Summerbirds In The Cellar
Gasoline Heart, The Hour Unknown
Orlando, FL • June 9, 2006
Summerbirds In The Cellar represent the best of the blossoming Orlando music scene. A band that defies strict categorization, flocks of Central Florida’s music connoisseurs crammed into Will’s Pub to celebrate the release of their limited edition vinyl release of their debut album With the Hands of the Hunter, it all becomes Dead. Recorded by Now It’s Overhead’s frontman Andy LeMaster in his Athens, GA studio, the album has ignited an anticaptory spark in our local scene that smells like a band about to break into the greater public consciousness.

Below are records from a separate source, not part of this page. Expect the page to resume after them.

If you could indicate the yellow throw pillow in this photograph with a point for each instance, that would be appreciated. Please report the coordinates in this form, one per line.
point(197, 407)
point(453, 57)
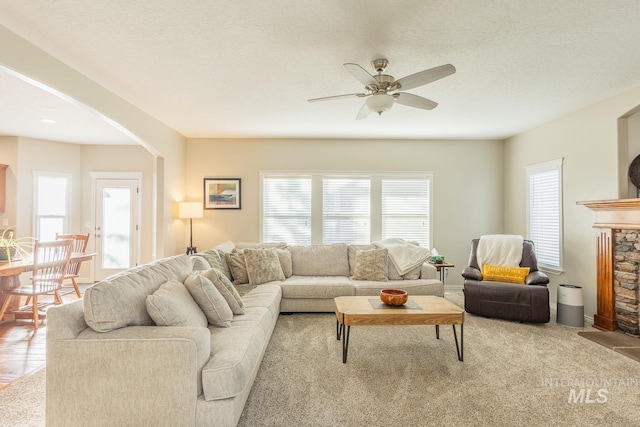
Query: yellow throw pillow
point(504, 274)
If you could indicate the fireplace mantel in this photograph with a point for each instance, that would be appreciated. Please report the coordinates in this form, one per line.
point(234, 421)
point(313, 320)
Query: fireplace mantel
point(618, 214)
point(615, 214)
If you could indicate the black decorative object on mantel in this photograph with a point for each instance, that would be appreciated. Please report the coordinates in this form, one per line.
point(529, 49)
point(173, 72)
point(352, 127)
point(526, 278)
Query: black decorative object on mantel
point(634, 174)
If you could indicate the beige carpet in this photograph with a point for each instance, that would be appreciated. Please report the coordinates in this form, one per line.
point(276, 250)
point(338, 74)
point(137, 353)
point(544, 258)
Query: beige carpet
point(616, 341)
point(513, 375)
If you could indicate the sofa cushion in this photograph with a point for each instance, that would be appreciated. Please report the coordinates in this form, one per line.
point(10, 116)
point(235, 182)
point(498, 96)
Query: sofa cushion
point(263, 265)
point(172, 305)
point(317, 287)
point(121, 300)
point(320, 260)
point(238, 267)
point(371, 264)
point(226, 289)
point(210, 300)
point(236, 352)
point(351, 252)
point(284, 255)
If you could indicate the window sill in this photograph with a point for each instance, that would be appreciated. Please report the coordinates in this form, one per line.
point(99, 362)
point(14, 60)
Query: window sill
point(556, 271)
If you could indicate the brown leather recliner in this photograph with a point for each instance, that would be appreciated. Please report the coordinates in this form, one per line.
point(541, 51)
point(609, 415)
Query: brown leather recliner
point(524, 303)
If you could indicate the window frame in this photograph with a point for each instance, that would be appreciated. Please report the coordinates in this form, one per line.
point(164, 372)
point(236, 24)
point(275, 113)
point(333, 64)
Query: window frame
point(375, 177)
point(67, 203)
point(536, 169)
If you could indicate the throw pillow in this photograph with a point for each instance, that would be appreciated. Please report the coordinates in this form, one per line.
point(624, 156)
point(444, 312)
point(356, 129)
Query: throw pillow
point(212, 257)
point(504, 274)
point(223, 261)
point(263, 265)
point(412, 274)
point(238, 267)
point(393, 271)
point(199, 263)
point(226, 289)
point(371, 265)
point(172, 305)
point(210, 300)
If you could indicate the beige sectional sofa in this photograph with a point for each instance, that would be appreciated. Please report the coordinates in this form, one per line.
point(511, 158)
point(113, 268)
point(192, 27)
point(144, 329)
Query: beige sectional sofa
point(109, 364)
point(322, 272)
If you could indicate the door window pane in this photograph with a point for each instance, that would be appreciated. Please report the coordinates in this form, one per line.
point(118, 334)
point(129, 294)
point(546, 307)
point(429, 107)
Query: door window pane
point(116, 227)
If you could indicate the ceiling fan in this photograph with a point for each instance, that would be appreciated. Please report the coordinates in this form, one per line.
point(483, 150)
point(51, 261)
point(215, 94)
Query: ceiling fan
point(382, 90)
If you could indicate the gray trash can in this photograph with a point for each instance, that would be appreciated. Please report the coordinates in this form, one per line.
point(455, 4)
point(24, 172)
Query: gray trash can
point(570, 311)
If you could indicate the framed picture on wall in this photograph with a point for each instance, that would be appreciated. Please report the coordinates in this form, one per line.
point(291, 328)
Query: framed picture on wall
point(222, 193)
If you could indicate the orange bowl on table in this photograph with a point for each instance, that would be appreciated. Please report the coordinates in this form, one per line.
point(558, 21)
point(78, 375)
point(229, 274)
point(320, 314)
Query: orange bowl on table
point(393, 296)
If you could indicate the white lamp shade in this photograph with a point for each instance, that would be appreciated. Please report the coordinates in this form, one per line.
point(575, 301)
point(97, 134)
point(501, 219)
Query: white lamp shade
point(380, 102)
point(189, 210)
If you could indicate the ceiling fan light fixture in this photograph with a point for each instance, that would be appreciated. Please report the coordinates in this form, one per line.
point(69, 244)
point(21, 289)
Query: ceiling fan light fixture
point(379, 102)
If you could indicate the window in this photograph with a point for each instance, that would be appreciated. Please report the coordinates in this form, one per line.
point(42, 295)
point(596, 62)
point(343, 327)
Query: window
point(544, 212)
point(51, 205)
point(405, 209)
point(286, 209)
point(325, 208)
point(346, 210)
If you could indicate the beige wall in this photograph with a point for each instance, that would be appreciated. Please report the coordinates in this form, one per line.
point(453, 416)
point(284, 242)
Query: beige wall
point(167, 145)
point(9, 156)
point(467, 187)
point(46, 156)
point(588, 141)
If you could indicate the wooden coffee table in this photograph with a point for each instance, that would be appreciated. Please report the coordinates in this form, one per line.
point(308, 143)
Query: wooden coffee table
point(419, 310)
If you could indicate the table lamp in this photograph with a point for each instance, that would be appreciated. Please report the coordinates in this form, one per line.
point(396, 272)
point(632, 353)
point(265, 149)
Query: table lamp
point(190, 210)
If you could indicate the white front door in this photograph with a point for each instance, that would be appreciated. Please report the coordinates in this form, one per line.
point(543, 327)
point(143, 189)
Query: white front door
point(116, 224)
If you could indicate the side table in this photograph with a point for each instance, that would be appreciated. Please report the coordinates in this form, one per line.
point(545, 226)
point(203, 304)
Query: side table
point(442, 269)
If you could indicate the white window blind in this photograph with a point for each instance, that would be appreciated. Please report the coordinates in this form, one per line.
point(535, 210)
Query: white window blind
point(51, 205)
point(346, 210)
point(544, 203)
point(405, 209)
point(286, 210)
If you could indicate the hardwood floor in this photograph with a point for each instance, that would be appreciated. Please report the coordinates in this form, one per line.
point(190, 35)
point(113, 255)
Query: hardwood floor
point(23, 348)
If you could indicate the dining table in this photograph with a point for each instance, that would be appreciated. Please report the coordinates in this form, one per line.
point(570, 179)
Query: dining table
point(10, 276)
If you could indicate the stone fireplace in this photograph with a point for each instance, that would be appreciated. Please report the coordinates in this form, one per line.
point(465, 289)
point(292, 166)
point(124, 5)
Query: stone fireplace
point(625, 279)
point(617, 264)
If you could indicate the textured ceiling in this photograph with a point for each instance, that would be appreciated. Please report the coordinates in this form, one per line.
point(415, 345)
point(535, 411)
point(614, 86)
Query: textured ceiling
point(247, 68)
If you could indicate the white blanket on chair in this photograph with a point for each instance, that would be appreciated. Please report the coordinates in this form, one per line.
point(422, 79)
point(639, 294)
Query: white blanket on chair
point(405, 256)
point(500, 249)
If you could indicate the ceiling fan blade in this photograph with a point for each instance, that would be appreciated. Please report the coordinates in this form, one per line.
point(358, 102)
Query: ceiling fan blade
point(416, 101)
point(426, 76)
point(363, 113)
point(347, 95)
point(361, 74)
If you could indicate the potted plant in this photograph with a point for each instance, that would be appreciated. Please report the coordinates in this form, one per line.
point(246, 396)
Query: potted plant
point(14, 247)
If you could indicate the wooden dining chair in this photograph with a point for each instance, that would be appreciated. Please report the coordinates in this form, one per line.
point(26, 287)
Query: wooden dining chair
point(80, 242)
point(50, 262)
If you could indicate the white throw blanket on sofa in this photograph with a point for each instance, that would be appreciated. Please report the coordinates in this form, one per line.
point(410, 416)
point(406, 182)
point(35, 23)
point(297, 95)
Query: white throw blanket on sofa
point(500, 249)
point(405, 256)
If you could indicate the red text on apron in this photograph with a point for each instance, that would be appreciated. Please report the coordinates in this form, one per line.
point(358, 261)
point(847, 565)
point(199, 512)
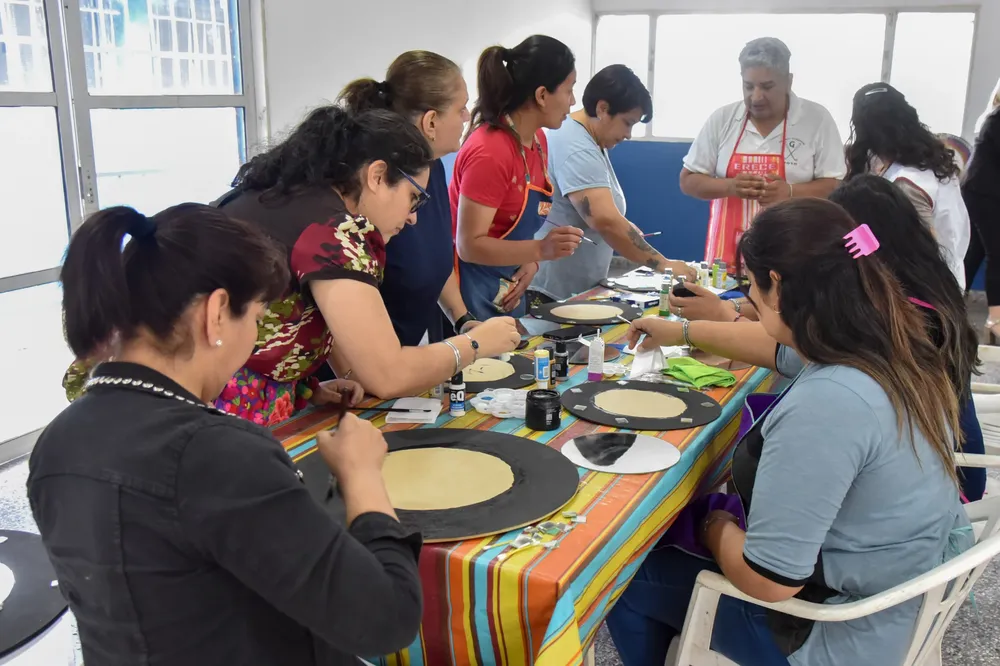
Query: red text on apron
point(732, 216)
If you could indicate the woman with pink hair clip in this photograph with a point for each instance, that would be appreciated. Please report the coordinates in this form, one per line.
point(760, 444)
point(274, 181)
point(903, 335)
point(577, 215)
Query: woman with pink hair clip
point(845, 482)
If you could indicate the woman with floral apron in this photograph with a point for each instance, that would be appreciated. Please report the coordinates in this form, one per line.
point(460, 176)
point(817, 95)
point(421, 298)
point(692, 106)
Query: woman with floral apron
point(500, 192)
point(770, 147)
point(845, 482)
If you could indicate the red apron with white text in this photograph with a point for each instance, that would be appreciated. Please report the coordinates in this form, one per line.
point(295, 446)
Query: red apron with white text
point(732, 216)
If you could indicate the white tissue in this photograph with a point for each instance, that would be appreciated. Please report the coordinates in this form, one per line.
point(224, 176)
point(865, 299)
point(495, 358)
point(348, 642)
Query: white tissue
point(432, 404)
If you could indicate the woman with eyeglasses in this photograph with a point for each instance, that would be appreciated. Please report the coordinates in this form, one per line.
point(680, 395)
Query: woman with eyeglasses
point(889, 140)
point(332, 194)
point(501, 193)
point(846, 483)
point(429, 91)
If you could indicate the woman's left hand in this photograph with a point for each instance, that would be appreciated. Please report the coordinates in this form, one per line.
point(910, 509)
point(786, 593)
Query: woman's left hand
point(339, 390)
point(704, 305)
point(522, 280)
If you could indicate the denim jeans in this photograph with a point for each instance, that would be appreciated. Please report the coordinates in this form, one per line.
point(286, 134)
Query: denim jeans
point(651, 612)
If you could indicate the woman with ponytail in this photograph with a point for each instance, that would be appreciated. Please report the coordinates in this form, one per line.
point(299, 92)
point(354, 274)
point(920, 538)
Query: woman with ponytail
point(182, 536)
point(500, 192)
point(846, 484)
point(429, 91)
point(332, 194)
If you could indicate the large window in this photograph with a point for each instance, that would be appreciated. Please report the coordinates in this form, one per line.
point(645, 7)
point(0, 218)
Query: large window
point(832, 56)
point(143, 103)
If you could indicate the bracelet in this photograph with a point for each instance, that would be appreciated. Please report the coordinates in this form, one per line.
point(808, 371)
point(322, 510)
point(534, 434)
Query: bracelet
point(458, 356)
point(686, 332)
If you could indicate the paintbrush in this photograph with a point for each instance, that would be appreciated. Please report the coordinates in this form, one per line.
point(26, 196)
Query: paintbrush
point(566, 225)
point(409, 410)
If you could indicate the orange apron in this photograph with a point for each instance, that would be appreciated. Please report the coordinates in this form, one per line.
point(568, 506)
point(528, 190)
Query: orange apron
point(731, 216)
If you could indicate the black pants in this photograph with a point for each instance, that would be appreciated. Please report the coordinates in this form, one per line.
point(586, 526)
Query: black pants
point(984, 242)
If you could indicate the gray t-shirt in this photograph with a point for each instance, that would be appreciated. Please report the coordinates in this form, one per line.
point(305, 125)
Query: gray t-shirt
point(837, 475)
point(576, 163)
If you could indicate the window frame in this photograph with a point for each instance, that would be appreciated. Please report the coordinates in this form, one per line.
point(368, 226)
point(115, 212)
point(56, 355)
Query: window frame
point(891, 16)
point(73, 102)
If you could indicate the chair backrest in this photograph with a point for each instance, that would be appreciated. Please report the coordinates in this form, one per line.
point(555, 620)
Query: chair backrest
point(940, 604)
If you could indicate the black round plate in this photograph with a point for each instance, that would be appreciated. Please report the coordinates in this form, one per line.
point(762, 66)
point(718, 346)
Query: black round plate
point(544, 482)
point(524, 375)
point(544, 311)
point(701, 409)
point(34, 604)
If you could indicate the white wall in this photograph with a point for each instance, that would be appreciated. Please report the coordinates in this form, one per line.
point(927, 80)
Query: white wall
point(985, 53)
point(312, 48)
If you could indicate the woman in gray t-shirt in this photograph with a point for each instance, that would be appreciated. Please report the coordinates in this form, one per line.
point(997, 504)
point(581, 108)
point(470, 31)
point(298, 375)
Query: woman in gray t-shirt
point(849, 480)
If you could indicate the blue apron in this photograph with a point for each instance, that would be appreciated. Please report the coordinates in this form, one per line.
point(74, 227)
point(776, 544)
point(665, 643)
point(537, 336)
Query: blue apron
point(484, 287)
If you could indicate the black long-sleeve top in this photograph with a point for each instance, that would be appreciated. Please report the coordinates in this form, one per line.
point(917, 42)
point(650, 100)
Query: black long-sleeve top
point(182, 536)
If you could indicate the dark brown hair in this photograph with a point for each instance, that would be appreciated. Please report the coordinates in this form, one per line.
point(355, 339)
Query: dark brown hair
point(173, 258)
point(416, 82)
point(853, 312)
point(508, 78)
point(329, 148)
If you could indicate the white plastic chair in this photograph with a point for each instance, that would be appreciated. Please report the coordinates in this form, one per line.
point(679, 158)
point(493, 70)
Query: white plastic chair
point(943, 590)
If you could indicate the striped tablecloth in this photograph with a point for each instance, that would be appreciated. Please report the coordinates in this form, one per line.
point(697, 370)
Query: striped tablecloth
point(544, 606)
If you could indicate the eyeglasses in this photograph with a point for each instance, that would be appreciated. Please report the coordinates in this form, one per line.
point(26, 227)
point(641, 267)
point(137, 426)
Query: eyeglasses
point(422, 196)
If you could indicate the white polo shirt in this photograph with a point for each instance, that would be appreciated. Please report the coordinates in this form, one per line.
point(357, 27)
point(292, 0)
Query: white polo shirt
point(813, 145)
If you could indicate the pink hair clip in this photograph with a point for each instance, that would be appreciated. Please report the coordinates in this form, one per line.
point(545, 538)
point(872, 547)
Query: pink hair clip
point(861, 242)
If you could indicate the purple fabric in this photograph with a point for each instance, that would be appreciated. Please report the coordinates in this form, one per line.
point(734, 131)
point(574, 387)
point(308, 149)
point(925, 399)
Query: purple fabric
point(685, 533)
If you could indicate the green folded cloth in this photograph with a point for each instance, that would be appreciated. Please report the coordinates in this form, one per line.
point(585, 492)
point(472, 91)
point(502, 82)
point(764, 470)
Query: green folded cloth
point(697, 373)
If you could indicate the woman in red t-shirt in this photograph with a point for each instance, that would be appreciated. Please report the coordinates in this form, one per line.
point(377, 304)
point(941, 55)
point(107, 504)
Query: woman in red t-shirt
point(500, 193)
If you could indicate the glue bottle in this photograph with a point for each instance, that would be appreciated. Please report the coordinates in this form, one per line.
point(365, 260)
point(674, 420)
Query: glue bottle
point(665, 287)
point(543, 368)
point(456, 397)
point(595, 361)
point(560, 362)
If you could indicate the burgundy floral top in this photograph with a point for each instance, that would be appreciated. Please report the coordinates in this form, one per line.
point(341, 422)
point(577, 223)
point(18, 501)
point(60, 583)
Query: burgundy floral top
point(324, 242)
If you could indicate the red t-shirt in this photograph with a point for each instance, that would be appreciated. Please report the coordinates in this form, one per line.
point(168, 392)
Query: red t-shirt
point(489, 170)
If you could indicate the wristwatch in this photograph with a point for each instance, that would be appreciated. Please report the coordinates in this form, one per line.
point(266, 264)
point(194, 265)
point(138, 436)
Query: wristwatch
point(463, 320)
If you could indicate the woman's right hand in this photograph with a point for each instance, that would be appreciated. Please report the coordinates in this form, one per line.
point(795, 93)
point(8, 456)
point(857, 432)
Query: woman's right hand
point(659, 333)
point(561, 242)
point(496, 336)
point(356, 450)
point(747, 186)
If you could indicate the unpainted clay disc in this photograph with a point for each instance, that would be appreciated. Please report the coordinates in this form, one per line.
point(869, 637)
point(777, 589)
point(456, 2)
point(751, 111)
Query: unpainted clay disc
point(645, 404)
point(488, 370)
point(436, 478)
point(587, 311)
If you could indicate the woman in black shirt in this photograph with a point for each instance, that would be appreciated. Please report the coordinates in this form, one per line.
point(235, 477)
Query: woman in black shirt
point(981, 191)
point(183, 536)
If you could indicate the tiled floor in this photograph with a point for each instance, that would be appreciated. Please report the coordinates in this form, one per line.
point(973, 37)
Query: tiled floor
point(972, 640)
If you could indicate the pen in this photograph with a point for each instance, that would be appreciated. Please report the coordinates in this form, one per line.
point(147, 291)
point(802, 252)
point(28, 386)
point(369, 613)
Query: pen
point(563, 225)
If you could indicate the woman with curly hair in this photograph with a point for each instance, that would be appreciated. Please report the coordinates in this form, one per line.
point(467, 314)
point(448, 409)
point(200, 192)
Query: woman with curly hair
point(889, 139)
point(331, 195)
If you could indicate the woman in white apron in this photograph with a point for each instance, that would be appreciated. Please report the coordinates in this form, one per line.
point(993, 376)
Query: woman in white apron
point(770, 147)
point(889, 139)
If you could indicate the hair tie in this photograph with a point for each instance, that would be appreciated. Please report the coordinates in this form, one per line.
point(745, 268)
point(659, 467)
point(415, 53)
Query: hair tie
point(141, 226)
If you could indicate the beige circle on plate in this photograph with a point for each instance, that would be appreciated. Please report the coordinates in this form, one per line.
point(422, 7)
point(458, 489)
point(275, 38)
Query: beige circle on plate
point(644, 404)
point(488, 370)
point(587, 311)
point(443, 478)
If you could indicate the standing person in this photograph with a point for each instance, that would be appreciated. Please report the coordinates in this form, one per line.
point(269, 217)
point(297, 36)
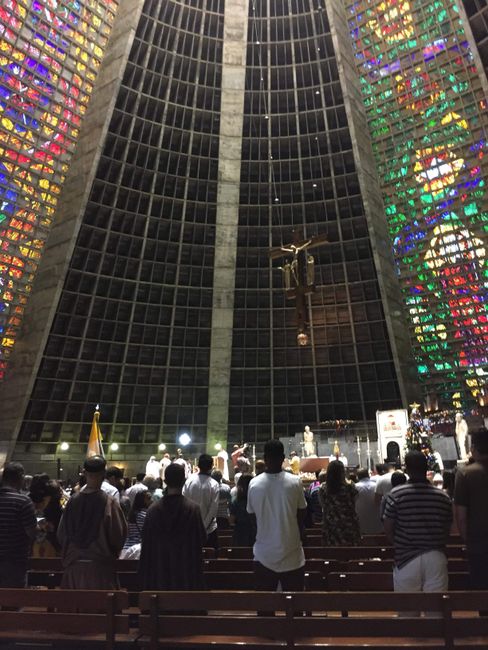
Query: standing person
point(112, 483)
point(224, 501)
point(135, 521)
point(204, 491)
point(417, 520)
point(172, 539)
point(92, 533)
point(383, 482)
point(137, 487)
point(163, 464)
point(313, 503)
point(244, 523)
point(277, 500)
point(470, 490)
point(18, 527)
point(340, 524)
point(366, 508)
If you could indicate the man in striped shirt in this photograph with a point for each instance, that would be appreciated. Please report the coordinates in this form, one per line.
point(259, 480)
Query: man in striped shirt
point(18, 527)
point(417, 520)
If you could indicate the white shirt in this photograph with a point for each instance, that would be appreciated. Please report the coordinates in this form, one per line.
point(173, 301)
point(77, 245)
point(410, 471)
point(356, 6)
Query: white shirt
point(204, 491)
point(383, 484)
point(110, 489)
point(133, 490)
point(184, 464)
point(275, 499)
point(366, 508)
point(163, 464)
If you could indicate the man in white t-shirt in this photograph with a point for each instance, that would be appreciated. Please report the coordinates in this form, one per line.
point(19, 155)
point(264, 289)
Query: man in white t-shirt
point(383, 484)
point(277, 500)
point(204, 491)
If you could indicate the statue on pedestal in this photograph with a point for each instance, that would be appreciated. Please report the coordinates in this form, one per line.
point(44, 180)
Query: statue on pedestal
point(462, 436)
point(308, 443)
point(152, 467)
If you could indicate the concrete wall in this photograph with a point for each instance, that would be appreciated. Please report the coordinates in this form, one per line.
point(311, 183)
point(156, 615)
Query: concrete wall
point(27, 354)
point(231, 120)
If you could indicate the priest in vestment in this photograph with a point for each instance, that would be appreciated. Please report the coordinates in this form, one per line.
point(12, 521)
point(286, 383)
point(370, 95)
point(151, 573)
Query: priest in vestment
point(172, 540)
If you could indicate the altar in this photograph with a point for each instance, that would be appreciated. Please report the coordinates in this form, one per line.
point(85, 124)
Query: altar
point(313, 463)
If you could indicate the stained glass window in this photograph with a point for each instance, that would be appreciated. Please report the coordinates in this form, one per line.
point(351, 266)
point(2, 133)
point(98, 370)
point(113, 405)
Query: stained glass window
point(50, 52)
point(427, 117)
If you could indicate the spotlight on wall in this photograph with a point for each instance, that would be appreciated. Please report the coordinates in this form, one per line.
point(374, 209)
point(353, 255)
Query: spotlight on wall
point(184, 439)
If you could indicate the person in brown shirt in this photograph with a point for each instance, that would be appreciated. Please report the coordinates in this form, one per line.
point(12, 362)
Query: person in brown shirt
point(470, 492)
point(92, 533)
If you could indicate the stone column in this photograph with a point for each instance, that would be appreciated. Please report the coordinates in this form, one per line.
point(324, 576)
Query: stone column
point(24, 363)
point(231, 121)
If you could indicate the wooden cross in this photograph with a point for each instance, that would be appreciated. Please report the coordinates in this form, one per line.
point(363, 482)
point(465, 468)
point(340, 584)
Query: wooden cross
point(298, 277)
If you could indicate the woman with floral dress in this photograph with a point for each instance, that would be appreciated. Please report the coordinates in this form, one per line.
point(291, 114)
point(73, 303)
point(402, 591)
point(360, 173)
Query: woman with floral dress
point(340, 524)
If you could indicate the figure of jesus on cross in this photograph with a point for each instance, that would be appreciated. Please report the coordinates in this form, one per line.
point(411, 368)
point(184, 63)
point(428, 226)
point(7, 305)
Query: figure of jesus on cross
point(299, 277)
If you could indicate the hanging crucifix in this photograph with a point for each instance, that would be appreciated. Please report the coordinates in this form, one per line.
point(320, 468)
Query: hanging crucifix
point(299, 277)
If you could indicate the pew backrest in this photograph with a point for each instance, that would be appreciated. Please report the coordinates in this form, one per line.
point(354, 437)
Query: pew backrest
point(55, 614)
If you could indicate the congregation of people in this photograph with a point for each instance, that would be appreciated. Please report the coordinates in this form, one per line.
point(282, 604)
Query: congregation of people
point(171, 512)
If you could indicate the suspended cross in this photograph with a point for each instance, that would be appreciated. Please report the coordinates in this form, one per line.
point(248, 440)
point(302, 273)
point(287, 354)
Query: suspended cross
point(298, 276)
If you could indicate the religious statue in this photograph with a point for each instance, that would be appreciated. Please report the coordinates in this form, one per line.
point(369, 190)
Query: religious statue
point(461, 436)
point(310, 270)
point(309, 445)
point(286, 268)
point(225, 463)
point(153, 467)
point(337, 455)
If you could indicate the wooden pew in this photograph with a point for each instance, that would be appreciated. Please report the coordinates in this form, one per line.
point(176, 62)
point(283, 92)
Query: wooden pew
point(334, 620)
point(64, 618)
point(220, 620)
point(381, 581)
point(366, 620)
point(466, 626)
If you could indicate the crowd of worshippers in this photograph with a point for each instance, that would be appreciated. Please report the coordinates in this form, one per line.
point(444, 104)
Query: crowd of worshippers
point(166, 525)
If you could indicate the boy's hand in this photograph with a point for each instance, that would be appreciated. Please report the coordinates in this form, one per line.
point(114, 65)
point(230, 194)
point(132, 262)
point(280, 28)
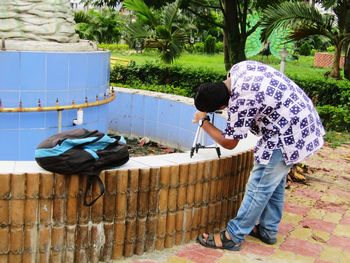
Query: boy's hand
point(198, 115)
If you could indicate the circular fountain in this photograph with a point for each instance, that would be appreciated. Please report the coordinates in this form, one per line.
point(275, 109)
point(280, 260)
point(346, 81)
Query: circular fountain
point(48, 76)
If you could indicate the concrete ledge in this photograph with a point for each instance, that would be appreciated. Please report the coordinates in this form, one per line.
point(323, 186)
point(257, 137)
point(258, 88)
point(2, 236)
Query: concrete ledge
point(151, 202)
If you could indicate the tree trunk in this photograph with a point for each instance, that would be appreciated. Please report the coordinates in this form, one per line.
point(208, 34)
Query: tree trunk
point(347, 62)
point(226, 52)
point(335, 73)
point(233, 34)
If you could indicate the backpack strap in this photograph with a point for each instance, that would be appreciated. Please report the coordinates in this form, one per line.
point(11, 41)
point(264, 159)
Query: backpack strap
point(90, 182)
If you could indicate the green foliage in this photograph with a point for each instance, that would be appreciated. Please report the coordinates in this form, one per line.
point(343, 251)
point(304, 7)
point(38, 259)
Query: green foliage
point(100, 26)
point(305, 49)
point(164, 29)
point(114, 47)
point(336, 139)
point(209, 44)
point(331, 97)
point(185, 79)
point(199, 47)
point(336, 118)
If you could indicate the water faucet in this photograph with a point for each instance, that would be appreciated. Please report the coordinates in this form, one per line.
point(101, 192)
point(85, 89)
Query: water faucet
point(3, 48)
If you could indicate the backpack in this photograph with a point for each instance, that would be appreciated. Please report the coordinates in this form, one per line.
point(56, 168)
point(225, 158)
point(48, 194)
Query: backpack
point(82, 152)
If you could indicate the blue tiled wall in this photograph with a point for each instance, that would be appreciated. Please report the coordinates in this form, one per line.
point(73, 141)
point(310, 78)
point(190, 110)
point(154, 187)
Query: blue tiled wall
point(30, 76)
point(164, 120)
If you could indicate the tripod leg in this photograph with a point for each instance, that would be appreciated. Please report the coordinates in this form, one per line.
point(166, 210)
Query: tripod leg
point(218, 152)
point(194, 145)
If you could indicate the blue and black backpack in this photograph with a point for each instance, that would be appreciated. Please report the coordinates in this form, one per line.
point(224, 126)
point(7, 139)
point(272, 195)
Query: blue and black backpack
point(82, 152)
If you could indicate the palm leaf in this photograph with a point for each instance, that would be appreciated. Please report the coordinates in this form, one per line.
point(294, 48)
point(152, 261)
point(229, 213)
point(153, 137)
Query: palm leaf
point(142, 11)
point(293, 16)
point(169, 13)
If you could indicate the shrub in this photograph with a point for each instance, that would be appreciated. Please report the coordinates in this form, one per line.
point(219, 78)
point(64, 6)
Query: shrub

Kicking off the night was Winter Park’s Gasoline Heart. Sounding like The Wallflowers jacked up a few notches, GH are Americana-plus. With roots planted in classic rock, singer/songwriter types, and post-alternative 90’s artists like Counting Crows and Toad the Wet Sprocket, GH may not be breaking any boundaries in music but the music they make they make well. Frontman Louis DeFabrizio and guitarist John Fortson evoke the undefinable rockstar quality that so many others lack. The beer was flowing and the room was quickly filling up.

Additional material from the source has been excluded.